Era una organización perfecta en la que el fanatismo y el frío cálculo estaban equilibrados. Es ridículo otorgarles el patrimonio exclusivo de la violencia sanguinaria, pues basta con repasar las matanzas de las sectas de los cruzados. Lo que sucedió es que la historia la escriben siempre los vencedores y tras ser aniquilados por los mongoles, su historia nos ha llegado a través del relato de los suníes, miembros de la otra gran rama del Islam y enemigos recalcitrantes.

Al caer Talmut, se destruyó su gran biblioteca —que atrajo a muchos intelectuales de la época— y con ella su versión de los hechos.

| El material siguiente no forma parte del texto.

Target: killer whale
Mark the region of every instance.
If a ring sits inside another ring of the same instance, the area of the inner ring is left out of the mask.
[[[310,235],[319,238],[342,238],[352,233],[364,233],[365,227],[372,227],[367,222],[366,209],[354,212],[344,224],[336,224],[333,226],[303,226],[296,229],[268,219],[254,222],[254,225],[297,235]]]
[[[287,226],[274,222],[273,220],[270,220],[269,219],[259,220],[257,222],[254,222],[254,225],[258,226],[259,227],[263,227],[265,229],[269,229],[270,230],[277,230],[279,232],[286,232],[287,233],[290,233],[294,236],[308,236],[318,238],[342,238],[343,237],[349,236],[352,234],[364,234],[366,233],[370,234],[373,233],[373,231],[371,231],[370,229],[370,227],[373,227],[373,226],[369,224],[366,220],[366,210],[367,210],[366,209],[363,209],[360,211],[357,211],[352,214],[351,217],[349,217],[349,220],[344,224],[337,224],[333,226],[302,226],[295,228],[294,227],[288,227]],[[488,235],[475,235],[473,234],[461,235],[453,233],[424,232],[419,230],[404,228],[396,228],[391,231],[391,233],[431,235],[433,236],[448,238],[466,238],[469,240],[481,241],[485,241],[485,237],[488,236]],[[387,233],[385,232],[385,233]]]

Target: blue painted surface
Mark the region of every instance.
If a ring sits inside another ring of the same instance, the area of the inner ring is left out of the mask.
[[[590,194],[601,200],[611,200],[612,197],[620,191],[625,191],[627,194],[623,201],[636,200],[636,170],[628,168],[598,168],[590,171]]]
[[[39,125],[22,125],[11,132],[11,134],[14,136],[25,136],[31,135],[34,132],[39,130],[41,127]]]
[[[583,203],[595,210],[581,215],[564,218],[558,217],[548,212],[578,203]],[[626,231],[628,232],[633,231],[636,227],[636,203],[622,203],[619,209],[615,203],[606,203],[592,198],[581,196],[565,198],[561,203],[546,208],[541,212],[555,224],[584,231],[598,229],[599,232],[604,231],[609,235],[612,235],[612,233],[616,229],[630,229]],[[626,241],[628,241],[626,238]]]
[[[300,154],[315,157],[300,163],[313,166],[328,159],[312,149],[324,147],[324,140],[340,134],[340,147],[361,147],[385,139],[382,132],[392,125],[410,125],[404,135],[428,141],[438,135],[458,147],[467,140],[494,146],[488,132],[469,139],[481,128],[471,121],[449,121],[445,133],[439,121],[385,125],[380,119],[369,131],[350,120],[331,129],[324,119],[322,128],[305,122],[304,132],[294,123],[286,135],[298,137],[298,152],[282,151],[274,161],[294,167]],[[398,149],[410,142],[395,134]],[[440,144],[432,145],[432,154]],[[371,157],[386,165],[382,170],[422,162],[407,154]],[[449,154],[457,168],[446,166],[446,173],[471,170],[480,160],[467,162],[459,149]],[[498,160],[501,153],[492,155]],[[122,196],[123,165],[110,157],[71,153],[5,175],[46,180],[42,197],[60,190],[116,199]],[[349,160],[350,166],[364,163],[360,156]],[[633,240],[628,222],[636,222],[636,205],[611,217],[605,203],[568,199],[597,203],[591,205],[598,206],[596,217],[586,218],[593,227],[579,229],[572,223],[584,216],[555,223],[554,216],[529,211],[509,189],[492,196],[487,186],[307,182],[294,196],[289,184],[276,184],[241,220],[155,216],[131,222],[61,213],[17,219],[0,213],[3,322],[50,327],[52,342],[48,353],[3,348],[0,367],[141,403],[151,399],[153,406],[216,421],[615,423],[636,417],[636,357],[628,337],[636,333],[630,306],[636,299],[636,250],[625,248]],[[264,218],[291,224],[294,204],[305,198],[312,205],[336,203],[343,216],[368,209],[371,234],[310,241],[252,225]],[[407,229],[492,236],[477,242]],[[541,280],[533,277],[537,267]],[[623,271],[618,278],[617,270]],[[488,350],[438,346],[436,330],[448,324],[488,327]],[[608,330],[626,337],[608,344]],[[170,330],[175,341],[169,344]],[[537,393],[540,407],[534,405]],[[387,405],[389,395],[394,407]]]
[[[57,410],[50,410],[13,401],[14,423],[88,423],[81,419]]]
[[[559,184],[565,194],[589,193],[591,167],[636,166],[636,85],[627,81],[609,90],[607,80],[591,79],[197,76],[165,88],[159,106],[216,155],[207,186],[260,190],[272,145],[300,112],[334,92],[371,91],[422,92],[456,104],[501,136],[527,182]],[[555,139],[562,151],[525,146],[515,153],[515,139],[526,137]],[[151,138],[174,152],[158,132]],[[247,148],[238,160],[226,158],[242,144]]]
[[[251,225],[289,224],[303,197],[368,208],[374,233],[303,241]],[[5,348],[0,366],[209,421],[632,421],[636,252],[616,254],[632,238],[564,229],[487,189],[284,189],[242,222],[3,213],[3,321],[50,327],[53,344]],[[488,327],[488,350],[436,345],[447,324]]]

La leyenda de los Asesinos permaneció en el tiempo y en el París de 1849 se creó Le Club des Haschischins. Liderado por Baudelaire, convocaba en el hotel Pimodan a artistas, intelectuales y científicos de la época como Delacroix, Victor Hugo, Dumas, Balzac y el Dr. Moreau. El objetivo de este círculo era la exploración de experiencias inducidas con drogas procedentes del otro lado del Mediterráneo. La principal droga que usaron era el dawamask de los Asesinos, a la que en ocasiones añadían opio. De estos viajes psicotrópicos surgieron varios libros, como Los paraísos artificiales del poeta maldito.

No terminó en Francia la huella de los Asesinos porque su eco alcanzó a la generación beat y años más tarde, en 1999, un sello grunge editó el disco titulado Hashisheen: the end of law que reunía texto y sonidos inspirados en el Viejo de la Montaña. Aparecía la voz grabada de Burroughs, junto a Iggy Pop y Paty Smith, que narraba la historia de la secta y se incidía en una frase revolucionaria que pronunció su líder antes de morir:  «Nada es verdad, todo está permitido».

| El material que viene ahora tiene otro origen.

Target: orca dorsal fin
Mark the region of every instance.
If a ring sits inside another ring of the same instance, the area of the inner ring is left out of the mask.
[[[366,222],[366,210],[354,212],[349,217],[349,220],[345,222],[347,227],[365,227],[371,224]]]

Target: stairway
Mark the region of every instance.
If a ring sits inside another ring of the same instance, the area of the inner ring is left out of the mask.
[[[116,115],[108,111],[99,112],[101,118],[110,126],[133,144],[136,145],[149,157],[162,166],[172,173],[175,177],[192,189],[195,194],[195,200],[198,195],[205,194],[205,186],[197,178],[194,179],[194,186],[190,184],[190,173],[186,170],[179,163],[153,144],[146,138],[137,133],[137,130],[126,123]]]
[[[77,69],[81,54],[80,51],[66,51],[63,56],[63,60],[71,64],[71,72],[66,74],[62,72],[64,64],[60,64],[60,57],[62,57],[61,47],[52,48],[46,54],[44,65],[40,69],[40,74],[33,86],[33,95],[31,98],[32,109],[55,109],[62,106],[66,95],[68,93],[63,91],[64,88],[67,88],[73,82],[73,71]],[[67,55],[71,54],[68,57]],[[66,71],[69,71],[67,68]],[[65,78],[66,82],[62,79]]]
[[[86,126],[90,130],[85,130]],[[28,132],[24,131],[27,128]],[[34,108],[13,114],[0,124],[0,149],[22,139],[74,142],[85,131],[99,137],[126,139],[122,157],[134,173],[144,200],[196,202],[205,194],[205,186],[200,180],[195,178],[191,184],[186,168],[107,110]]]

Esta sentencia hace referencia a los momentos en las que el Viejo decretaba la Resurrección para todos su miembros y durante la que anulaba la ley islámica. La observancia de los preceptos religiosos se prohibía y se proclamaba el paraíso en vida y la libertad plena. Los ismaelitas no tenían obligación de rezar, no debían guardar el Ramadán, y, si querían, podían beber, drogarse y estar con mujeres. Los Asesinos compartieron con la generación beat y sus herederos grunge el inconformismo contra el orden establecido y, en ciertas épocas, la reivindicación del libre albedrío. Aunque fuera de contexto, este asunto sí aparece recogido en la película.

Receta para hacer dawamask

Ingredientes:

200 g. de mantequilla cannábica

600 g. de azúcar

300 g. de miel

¼ de taza de avellanas trituradas

¼ de taza de almendras trituradas

¼ de taza de piñones triturados

1 taza de agua

½ cucharada (de té) de agua de rosas. El agua de rosas es básicamente esencia de rosas: agua destilada (como para cubrir los pétalos) y pétalos de rosa frescos. Hervir 60 u 80 minutos

Introducimos la miel, el azúcar y el agua en una cazuela y ponemos todo a hervir hasta que quede una pasta viscosa y espesa. Después echamos los piñones, las almendras y las avellanas, apagamos y removemos hasta que esté frío. Por último, añadimos el agua de rosas para darle aroma.